Un “village des marques” dans le paysage commercial caennais ? Ce n’est plus une idée en l’air. Mondeville est candidate.
Après plusieurs années de tergiversations, le projet se peaufine. La communauté d’agglomération Caen-la-Mer s’intéresse de très près à ce nouveau genre de regroupement d’enseignes. Son emplacement est prévu dans le cadre du centre commercial Mondeville 2, derrière l’UGC Ciné-Cité et les nombreux restaurants du lieu, sur un ancien terrain industriel en friche situé en bordure du périphérique et de l’autoroute A13. Les villages de marques, ce sont ces magasins qui récupèrent les invendus et fins de stocks des grands noms du prêt à porter ou encore de l’aménagement intérieur. Le but est simple : vendre à prix d’usine ces produits réputés de qualité. Des rabais de 30 % minimum sont généralement appliqués. Le projet caennais prévoit de privilégier l’habillement et l’équipement de la personne. Le scénario de cette implantation a été conçu par plusieurs partenaires.
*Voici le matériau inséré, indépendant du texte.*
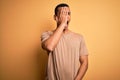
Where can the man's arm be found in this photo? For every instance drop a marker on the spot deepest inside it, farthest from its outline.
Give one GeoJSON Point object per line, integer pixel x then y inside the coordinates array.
{"type": "Point", "coordinates": [83, 68]}
{"type": "Point", "coordinates": [52, 41]}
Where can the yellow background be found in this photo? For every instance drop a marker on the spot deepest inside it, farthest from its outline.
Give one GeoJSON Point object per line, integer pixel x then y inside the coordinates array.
{"type": "Point", "coordinates": [23, 21]}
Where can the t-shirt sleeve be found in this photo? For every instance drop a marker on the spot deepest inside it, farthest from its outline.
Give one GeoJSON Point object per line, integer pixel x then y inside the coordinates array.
{"type": "Point", "coordinates": [83, 48]}
{"type": "Point", "coordinates": [45, 36]}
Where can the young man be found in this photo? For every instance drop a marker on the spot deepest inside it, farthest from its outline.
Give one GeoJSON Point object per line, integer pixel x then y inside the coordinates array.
{"type": "Point", "coordinates": [68, 55]}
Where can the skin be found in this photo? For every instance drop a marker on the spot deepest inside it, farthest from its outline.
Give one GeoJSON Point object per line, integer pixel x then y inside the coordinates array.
{"type": "Point", "coordinates": [62, 19]}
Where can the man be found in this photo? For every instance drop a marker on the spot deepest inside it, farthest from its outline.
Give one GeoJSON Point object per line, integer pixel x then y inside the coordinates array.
{"type": "Point", "coordinates": [68, 55]}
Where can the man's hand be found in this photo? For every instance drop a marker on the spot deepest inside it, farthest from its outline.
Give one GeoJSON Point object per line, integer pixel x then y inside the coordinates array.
{"type": "Point", "coordinates": [62, 17]}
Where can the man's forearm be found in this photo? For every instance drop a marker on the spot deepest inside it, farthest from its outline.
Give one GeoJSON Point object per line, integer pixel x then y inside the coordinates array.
{"type": "Point", "coordinates": [82, 70]}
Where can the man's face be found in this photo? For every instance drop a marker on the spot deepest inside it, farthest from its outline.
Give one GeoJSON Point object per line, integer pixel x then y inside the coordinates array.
{"type": "Point", "coordinates": [63, 9]}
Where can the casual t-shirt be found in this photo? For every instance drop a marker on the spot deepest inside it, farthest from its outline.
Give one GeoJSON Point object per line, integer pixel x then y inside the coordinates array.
{"type": "Point", "coordinates": [63, 61]}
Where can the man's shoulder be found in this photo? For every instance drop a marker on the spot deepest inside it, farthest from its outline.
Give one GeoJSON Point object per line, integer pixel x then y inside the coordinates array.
{"type": "Point", "coordinates": [78, 34]}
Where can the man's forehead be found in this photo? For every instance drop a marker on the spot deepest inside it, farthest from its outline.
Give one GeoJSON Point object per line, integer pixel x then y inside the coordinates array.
{"type": "Point", "coordinates": [67, 8]}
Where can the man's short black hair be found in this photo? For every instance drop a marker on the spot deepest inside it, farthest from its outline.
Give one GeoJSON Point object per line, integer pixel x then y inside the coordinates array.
{"type": "Point", "coordinates": [60, 5]}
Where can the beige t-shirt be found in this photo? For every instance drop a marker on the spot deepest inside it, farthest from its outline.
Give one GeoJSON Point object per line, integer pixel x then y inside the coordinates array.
{"type": "Point", "coordinates": [63, 61]}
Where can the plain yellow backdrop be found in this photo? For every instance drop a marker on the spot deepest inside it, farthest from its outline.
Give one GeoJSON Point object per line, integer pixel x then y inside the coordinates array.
{"type": "Point", "coordinates": [23, 21]}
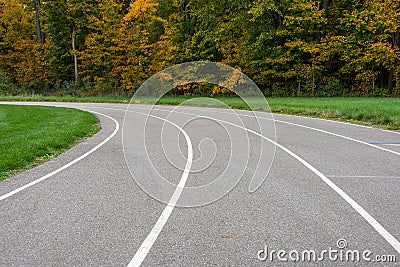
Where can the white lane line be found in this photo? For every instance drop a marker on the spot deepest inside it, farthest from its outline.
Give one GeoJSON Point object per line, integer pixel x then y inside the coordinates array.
{"type": "Point", "coordinates": [307, 127]}
{"type": "Point", "coordinates": [67, 165]}
{"type": "Point", "coordinates": [148, 243]}
{"type": "Point", "coordinates": [359, 209]}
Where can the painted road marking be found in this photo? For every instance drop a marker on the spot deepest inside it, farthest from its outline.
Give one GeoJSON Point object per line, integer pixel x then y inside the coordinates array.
{"type": "Point", "coordinates": [148, 243]}
{"type": "Point", "coordinates": [373, 177]}
{"type": "Point", "coordinates": [359, 209]}
{"type": "Point", "coordinates": [69, 164]}
{"type": "Point", "coordinates": [310, 128]}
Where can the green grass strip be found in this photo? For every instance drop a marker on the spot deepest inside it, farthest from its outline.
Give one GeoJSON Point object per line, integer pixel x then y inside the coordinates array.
{"type": "Point", "coordinates": [30, 135]}
{"type": "Point", "coordinates": [379, 112]}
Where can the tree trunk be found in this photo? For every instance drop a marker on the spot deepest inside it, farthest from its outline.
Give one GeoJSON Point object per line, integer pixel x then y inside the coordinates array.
{"type": "Point", "coordinates": [36, 4]}
{"type": "Point", "coordinates": [396, 44]}
{"type": "Point", "coordinates": [325, 7]}
{"type": "Point", "coordinates": [75, 55]}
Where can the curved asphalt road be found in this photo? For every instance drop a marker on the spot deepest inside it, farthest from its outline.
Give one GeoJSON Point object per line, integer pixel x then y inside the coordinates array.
{"type": "Point", "coordinates": [92, 213]}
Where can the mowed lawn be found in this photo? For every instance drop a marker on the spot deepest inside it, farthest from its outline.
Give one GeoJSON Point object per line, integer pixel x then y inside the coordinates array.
{"type": "Point", "coordinates": [32, 134]}
{"type": "Point", "coordinates": [376, 111]}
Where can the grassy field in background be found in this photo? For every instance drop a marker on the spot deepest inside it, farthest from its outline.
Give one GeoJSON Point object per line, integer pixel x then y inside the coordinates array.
{"type": "Point", "coordinates": [381, 112]}
{"type": "Point", "coordinates": [32, 134]}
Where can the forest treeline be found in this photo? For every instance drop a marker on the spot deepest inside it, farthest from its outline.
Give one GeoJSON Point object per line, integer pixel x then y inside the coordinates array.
{"type": "Point", "coordinates": [288, 47]}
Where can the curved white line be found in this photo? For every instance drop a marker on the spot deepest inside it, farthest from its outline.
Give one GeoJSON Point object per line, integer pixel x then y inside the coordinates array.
{"type": "Point", "coordinates": [311, 128]}
{"type": "Point", "coordinates": [69, 164]}
{"type": "Point", "coordinates": [360, 210]}
{"type": "Point", "coordinates": [148, 243]}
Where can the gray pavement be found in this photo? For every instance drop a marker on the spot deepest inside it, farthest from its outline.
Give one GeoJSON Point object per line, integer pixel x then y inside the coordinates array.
{"type": "Point", "coordinates": [93, 213]}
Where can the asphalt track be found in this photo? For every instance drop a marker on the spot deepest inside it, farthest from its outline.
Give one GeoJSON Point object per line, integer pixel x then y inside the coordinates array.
{"type": "Point", "coordinates": [328, 181]}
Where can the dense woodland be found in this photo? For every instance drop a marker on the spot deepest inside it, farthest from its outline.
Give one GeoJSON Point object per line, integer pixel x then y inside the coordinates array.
{"type": "Point", "coordinates": [288, 47]}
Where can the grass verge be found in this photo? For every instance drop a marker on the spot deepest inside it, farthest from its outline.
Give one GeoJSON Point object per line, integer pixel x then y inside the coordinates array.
{"type": "Point", "coordinates": [379, 112]}
{"type": "Point", "coordinates": [30, 135]}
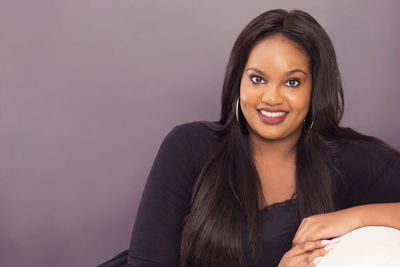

Tout d’abord, la société Corio France, acquéreur des dix hectares de terrain qui jouxtent le centre Mondeville 2. Groupe hollandais d’investissement immobilier, Corio investit en France principalement dans le secteur des centres commerciaux pour un chiffre d’affaires annuel de 929 millions d’euros. Il est déjà copropriétaire de la galerie marchande de Mondeville 2. Le promoteur immobilier s’est associé au groupe Marques Avenue, implantée à Cholet depuis 2005 et concepteur notamment du centre de dégriffe de Calais. Leur investissement commun à Mondeville représenterait plusieurs dizaines de millions d’euros. Une soixantaine d’enseignes devraient y voir le jour.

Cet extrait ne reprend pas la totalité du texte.